Sexual misconduct a problem in the NYPD
Other lawsuits suggest that sexual misconduct is an ongoing problem for the NYPD, not just among officer interactions with the public but internally as well. The New York Daily News reported in November that three female NYPD officers accused a male lieutenant of routine sexual harassment.
Court documents state:
“Many times, plaintiffs have screamed at [Lt. Alexander] Rojas to stop, particularly when he touched them in the most intimate areas of their bodies. However … Rojas has refused to stop his unrelenting harassment.”
The plaintiffs alleged that Rojas would retaliate by changing their schedules and work assignments when they rebuffed his advances.
Then, in March, the NYC paid $110,000 to Officer Jazmia Inserillo after she accused Lt. Jason Margolis of sexual harassment. She accused the lieutenant of “massaging her shoulders, making inappropriate inquiries about her personal life and bragging about his ties to police brass because he was then the president of the Shomrim Society of Jewish police officers.” When Inserillo filed a complaint, the NYPD retaliated by sending her to “a department shrink and for alcohol treatment.”
In addition to the $110,000 Inserillo will receive from NYPD, she’ll receive $2,500 from Margolis himself, per the terms of the settlement agreement.

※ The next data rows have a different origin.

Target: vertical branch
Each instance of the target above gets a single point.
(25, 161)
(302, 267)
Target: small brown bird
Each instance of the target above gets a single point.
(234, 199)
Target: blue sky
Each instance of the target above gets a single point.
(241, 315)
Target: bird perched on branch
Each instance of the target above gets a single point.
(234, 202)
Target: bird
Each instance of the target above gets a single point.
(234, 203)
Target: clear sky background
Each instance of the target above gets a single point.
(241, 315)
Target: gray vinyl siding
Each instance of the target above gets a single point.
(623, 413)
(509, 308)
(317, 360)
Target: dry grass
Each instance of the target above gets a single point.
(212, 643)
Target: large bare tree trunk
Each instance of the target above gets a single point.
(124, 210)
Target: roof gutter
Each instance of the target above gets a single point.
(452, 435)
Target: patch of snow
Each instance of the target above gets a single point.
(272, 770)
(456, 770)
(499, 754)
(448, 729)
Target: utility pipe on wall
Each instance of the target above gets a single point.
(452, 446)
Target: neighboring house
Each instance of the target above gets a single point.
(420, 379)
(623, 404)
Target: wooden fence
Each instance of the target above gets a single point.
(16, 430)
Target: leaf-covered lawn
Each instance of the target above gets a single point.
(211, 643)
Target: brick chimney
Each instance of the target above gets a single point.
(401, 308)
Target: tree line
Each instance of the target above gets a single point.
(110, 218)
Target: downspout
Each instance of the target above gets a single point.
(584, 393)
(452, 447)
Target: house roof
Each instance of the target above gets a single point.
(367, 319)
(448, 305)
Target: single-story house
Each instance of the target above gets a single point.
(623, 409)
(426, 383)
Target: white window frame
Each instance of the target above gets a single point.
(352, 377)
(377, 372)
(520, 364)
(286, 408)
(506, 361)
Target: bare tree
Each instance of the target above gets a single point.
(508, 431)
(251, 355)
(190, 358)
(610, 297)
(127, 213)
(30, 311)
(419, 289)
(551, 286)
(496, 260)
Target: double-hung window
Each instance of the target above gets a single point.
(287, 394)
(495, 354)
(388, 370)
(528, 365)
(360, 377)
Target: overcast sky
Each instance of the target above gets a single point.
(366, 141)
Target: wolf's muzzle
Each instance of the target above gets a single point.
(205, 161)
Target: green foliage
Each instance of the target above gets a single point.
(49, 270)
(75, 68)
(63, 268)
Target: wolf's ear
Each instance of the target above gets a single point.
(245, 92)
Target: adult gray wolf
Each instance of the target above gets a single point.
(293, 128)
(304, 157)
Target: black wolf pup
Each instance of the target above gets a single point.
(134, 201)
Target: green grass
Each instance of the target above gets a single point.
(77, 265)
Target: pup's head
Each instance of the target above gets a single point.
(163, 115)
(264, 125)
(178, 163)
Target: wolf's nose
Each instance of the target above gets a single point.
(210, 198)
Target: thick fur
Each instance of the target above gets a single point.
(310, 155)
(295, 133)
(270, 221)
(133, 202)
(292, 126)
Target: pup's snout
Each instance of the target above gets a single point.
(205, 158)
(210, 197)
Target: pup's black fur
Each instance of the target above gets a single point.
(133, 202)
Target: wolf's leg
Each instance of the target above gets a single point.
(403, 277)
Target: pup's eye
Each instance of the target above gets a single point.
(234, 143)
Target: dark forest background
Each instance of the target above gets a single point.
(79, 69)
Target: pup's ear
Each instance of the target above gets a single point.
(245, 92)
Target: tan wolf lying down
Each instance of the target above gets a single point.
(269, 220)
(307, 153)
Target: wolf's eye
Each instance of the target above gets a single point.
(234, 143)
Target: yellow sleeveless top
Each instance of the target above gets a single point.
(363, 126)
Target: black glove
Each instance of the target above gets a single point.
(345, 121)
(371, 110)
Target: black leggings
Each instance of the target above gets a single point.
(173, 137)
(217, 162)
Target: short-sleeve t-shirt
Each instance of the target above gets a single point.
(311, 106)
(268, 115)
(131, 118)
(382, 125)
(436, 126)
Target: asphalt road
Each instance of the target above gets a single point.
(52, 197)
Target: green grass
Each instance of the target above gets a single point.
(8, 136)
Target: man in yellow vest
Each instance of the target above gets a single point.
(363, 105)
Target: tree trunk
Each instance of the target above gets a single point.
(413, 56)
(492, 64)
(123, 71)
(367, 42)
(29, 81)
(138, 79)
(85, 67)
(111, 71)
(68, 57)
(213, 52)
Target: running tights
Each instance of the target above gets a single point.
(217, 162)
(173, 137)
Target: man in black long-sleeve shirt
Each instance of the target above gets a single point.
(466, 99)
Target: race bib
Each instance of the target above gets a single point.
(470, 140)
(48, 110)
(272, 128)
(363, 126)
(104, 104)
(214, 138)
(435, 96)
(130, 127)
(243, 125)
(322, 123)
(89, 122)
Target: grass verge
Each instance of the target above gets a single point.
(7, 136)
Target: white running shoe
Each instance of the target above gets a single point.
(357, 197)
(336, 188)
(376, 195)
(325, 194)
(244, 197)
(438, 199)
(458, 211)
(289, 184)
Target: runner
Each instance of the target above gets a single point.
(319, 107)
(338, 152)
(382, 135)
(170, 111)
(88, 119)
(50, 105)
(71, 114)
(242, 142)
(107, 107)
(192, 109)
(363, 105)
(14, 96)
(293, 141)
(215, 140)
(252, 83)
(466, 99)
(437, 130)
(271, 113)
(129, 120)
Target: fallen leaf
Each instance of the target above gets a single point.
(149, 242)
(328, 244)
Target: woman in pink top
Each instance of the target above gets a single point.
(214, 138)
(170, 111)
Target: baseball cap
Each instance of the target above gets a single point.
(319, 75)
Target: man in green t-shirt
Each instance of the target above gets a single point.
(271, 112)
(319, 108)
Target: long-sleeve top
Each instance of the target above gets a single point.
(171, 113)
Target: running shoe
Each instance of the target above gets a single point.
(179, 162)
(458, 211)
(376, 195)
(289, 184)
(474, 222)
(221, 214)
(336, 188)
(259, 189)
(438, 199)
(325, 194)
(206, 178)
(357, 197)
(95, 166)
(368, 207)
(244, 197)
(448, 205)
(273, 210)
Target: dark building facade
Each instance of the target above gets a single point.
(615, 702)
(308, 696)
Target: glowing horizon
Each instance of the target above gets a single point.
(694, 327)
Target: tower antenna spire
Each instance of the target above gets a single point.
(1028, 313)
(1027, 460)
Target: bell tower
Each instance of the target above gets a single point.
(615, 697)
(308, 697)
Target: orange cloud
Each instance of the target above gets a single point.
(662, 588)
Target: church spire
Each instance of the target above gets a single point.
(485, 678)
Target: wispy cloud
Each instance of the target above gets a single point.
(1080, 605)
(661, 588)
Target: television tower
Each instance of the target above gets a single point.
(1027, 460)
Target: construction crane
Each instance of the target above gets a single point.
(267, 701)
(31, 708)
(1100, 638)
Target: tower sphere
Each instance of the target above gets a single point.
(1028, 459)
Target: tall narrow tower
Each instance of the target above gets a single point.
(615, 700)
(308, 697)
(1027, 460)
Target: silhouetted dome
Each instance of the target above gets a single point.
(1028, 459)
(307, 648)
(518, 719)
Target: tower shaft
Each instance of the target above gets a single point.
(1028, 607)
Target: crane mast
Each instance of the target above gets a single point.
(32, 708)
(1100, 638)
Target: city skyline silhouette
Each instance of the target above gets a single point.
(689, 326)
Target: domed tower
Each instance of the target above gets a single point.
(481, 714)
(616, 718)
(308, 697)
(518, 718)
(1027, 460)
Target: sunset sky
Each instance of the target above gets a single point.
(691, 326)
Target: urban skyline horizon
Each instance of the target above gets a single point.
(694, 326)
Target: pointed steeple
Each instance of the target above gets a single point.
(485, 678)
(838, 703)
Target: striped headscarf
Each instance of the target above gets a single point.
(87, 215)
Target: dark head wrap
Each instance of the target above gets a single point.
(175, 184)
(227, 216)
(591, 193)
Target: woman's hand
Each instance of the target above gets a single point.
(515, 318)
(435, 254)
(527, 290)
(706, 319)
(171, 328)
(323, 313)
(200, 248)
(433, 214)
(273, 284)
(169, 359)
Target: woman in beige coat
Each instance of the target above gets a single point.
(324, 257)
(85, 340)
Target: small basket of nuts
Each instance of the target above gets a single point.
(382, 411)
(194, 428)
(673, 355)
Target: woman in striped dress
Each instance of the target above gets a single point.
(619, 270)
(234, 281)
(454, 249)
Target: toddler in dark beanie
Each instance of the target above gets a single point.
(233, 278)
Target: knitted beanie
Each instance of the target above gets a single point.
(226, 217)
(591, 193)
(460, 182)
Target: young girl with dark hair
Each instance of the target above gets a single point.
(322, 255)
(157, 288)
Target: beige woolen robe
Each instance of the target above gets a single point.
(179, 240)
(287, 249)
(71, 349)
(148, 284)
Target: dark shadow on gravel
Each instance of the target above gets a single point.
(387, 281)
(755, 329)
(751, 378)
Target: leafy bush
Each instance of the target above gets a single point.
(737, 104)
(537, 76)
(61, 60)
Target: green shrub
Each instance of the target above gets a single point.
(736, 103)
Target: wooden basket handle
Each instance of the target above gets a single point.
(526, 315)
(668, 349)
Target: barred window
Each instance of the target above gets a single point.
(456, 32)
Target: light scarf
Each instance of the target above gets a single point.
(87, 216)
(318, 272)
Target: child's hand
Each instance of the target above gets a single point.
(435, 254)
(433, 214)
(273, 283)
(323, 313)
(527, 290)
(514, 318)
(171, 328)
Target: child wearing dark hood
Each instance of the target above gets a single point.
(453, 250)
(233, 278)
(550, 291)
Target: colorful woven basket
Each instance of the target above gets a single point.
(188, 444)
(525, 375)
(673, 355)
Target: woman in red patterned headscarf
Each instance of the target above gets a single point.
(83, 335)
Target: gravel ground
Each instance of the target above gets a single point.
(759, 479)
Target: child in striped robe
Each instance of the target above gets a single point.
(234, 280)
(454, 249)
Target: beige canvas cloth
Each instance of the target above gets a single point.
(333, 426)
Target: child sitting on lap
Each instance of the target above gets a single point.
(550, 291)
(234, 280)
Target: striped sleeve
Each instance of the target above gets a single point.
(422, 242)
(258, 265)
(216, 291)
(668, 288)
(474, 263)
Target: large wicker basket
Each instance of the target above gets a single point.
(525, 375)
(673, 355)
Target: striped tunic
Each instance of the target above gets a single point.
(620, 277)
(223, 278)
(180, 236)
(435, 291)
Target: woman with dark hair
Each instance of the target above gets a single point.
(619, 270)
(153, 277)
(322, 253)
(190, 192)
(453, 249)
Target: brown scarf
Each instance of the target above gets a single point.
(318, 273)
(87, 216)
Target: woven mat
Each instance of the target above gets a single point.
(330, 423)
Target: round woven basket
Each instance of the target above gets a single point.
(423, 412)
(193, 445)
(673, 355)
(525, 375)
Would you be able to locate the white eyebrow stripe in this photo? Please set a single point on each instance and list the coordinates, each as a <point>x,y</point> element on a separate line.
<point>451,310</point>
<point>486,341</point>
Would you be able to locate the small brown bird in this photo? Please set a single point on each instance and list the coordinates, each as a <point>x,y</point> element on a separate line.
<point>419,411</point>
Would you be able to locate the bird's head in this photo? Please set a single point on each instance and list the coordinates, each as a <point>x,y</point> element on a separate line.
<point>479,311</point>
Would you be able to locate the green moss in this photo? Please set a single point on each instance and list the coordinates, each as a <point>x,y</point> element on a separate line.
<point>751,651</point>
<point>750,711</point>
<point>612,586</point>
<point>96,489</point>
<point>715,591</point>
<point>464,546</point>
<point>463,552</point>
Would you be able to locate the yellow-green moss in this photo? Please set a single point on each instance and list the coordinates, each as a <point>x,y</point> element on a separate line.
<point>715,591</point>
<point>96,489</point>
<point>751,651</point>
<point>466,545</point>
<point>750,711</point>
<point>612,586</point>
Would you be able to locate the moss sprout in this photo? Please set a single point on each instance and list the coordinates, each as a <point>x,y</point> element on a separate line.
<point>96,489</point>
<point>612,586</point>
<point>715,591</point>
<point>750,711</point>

Yet the problem may be even worse, and more pervasive, than these lawsuits and settlements indicate. Candice Bernd wrote last July about the epidemic of sexual assault by police, and reported that police often choose victims who lack credibility in the knowledge it will help them get away with their crimes. Like other forms of police violence, few accurate statistics are kept about the problem, but the available data is disturbing:
“An unofficial study by an arm of the Cato Institute, the National Police Misconduct Reporting Project, recorded the number of cases involving sexual misconduct by cops. It found that 9.3 percent of all civilian complaints on police involved sexual misconduct, the second most common form of misconduct behind only excessive use of force. The organization counted 354 of the 618 officers under investigation for sexual offenses involved nonconsensual sexual acts, and 51 percent, or 180, of these 354 acts involved minors.”